There are epilepsy patients due to sclerosis of the hippocampus who, after their removal, continue to suffer episodes of crisis. In this study, they define a method of measuring hippocampal connectivity, in the hemisphere not damaged by epilepsy, which could help predict the efficiency of surgery before the intervention, and thus better define the risks and advantages that it may entail.
Most cases of epilepsy can be treated with drugs. However, there are certain occasions when that medication is not enough that surgery becomes necessary. This is the case of epilepsies caused by hippocampus sclerosis. In this type of epilepsy, the damaged hippocampus is removed, which, in most cases, leads to a significant improvement in patient condition.
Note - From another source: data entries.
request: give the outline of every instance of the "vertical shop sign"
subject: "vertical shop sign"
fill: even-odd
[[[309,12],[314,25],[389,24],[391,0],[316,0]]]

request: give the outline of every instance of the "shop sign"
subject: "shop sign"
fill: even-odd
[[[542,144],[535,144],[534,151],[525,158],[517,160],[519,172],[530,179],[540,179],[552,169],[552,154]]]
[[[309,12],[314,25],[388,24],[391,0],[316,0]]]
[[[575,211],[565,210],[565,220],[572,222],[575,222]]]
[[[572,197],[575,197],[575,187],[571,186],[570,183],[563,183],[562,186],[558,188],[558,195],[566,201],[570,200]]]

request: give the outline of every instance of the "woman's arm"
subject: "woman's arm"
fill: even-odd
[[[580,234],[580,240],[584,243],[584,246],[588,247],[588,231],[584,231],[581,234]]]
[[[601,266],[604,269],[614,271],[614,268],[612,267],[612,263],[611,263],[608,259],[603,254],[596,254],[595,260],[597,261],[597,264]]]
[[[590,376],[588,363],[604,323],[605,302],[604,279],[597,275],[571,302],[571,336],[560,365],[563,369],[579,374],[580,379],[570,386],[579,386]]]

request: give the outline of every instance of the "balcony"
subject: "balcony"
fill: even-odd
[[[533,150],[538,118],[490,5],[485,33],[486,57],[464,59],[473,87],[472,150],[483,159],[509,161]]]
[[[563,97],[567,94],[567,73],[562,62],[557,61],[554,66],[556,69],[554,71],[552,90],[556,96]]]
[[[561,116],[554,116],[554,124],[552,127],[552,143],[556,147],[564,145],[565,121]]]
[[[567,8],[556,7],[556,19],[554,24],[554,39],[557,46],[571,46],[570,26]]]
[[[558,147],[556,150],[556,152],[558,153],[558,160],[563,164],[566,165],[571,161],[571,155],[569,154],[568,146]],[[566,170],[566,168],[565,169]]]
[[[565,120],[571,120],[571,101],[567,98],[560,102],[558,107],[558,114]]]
Even so, 30% of patients improve, but crisis episodes remain after surgery.
In this study, conducted at the Bellvitge Biomedical Research Institute (IDIBELL) and the Bellvitge University Hospital (HUB) and Barcelona University (UB) and published in a European journal of epilepsy, Seixure, they define certain parameters that could predict whether patients, with this type of epilepsy undergoing surgery, would present a good postoperative prognosis. To do this, before surgery, they compared different types of MRI imaging from patients who had completely abolished crisis episodes, "cured" patients, and patients who had not, "uncured" patients.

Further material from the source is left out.